Il potere di conoscerti

Secondo Robby Stein, vicepresidente del prodotto per Ricerca Google, il più grande vantaggio dell’intelligenza artificiale dell’azienda non sono solo gli algoritmi avanzati: sono i dati utente esistenti. L’intelligenza artificiale di Google eccelle nel rispondere alle domande di ricerca di consigli e le risposte personalizzate diventano significativamente più efficaci quando l’intelligenza artificiale ha una conoscenza approfondita delle tue preferenze, abitudini e persino dei tuoi contenuti Gmail.

L’idea di base è semplice: più Google conosce su di te attraverso i servizi connessi (Gmail, Calendario, Drive, cronologia di navigazione), più personalizzate e “utili” saranno le sue risposte AI. Invece di consigli generici, riceverai suggerimenti basati sui tuoi Mi piace specifici, sugli acquisti passati e persino sulle esigenze non dichiarate.

La spinta all’integrazione dei dati

Google ha integrato silenziosamente l’intelligenza artificiale nei suoi prodotti principali per qualche tempo, a partire da Gemini (ex Bard) per espandersi nelle app Workspace. Gemini Deep Research sta già inserendo dati personali nei suoi sistemi e la tendenza sta accelerando. Ciò significa che l’intelligenza artificiale di Google è sempre più esposta alle tue email, ai tuoi documenti, alle tue foto, alla cronologia delle posizioni e al comportamento di navigazione.

Ciò solleva una preoccupazione critica: con l’intensificarsi della personalizzazione, evitare la raccolta dei dati diventa più difficile. Sebbene Google consenta un certo controllo tramite “App connesse” nelle impostazioni di Gemini, la direzione predefinita è verso una maggiore integrazione. L’azienda riconosce anche che i revisori umani potrebbero accedere ai tuoi dati per migliorare la sua intelligenza artificiale, mettendo in guardia dal condividere informazioni riservate.

Il fattore inquietante: uno sguardo al futuro

Il rischio non è solo ipotetico.

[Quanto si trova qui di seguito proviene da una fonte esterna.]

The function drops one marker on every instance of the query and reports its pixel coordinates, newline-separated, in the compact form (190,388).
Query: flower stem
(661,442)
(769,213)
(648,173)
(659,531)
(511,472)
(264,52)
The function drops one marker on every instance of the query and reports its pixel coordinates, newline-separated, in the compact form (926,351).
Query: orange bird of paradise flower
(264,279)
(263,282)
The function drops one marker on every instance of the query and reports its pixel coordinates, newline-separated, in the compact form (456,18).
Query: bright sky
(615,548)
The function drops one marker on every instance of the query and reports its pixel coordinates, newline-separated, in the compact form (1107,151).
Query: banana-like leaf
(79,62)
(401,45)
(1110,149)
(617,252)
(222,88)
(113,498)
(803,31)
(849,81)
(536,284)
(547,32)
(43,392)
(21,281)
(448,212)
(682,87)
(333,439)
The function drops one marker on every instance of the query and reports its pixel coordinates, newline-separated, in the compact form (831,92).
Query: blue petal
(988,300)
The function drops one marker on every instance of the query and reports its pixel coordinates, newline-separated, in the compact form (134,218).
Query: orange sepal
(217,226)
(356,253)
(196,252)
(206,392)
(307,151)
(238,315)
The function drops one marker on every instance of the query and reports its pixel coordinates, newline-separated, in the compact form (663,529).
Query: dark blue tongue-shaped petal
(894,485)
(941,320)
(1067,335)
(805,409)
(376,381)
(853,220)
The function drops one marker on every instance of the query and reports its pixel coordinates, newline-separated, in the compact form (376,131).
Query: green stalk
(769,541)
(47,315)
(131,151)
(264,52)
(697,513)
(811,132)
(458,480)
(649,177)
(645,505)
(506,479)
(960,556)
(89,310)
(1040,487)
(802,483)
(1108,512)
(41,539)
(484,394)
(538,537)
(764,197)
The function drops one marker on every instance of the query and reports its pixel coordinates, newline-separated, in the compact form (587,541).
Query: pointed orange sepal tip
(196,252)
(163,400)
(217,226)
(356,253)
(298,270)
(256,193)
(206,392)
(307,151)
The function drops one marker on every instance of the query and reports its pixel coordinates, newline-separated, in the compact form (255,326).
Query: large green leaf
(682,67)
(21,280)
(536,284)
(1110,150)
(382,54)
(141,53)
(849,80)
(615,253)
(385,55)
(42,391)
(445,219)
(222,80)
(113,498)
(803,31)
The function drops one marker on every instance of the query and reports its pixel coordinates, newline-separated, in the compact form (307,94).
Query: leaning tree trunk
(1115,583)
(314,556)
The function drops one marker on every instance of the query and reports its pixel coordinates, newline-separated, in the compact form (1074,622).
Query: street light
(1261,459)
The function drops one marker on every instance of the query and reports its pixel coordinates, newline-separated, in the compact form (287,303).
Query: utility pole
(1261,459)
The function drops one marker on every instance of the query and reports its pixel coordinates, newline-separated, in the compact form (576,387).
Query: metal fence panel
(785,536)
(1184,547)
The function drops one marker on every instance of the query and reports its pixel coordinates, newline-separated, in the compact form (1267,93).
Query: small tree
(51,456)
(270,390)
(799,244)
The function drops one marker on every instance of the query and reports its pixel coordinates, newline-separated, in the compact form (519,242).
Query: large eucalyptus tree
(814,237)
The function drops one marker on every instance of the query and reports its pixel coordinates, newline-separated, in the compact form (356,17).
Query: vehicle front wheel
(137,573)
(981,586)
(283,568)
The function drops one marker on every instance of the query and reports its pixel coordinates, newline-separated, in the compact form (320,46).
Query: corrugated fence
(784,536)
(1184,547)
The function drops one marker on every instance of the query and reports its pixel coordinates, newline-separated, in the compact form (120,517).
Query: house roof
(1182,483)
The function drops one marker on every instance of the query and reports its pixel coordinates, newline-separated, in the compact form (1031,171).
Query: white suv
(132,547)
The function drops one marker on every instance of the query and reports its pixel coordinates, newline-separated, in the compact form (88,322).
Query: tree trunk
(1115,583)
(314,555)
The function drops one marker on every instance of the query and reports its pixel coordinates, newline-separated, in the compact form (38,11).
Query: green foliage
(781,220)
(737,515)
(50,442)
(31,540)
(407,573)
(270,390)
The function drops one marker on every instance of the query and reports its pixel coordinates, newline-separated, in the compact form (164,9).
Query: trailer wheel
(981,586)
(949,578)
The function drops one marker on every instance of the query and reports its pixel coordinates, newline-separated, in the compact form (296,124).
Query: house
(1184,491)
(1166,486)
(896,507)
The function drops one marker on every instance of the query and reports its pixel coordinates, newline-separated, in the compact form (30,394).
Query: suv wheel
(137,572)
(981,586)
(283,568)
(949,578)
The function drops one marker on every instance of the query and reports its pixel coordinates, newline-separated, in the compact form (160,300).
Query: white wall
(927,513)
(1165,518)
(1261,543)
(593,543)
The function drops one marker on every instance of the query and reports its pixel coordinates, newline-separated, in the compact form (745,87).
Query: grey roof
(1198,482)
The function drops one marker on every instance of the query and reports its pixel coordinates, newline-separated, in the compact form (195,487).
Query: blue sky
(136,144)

Quanto più Google approfondisce i tuoi dati, tanto più invasiva potrebbe diventare l’assistenza dell’intelligenza artificiale. L’esempio del programma televisivo Apple “Pluribus” lo illustra perfettamente: un’intelligenza artificiale che ti conosce così bene da anticipare le tue esigenze, personalizzare tutto fino alla preparazione dei tuoi piatti preferiti e adottare volti familiari per comunicare con te. Sebbene immaginario, evidenzia il potenziale di inquietudine quando l’IA sa troppo.

La soluzione proposta da Google – che indica quando le risposte sono personalizzate – è un inizio, ma potrebbe non essere sufficiente. L’azienda suggerisce inoltre di utilizzare le notifiche push per avvisarti quando i prodotti che hai ricercato vengono messi in vendita, il che potrebbe facilmente scivolare in territorio manipolativo.

Il quadro più ampio

La strategia di Google non riguarda solo il miglioramento dell’intelligenza artificiale; si tratta di consolidare il proprio dominio in un mondo sempre più basato sui dati. L’azienda ritiene che questa profonda personalizzazione sia il futuro della ricerca, in cui l’intelligenza artificiale agisce come un assistente costante e iperconsapevole inserito in ogni aspetto della tua vita digitale.

Resta da vedere se questa visione sarà accolta o contrastata. La chiave sarà trovare il giusto equilibrio tra personalizzazione e privacy, altrimenti Google rischia di alienare gli utenti che ritengono che i loro dati vengano sfruttati anziché sfruttati a proprio vantaggio.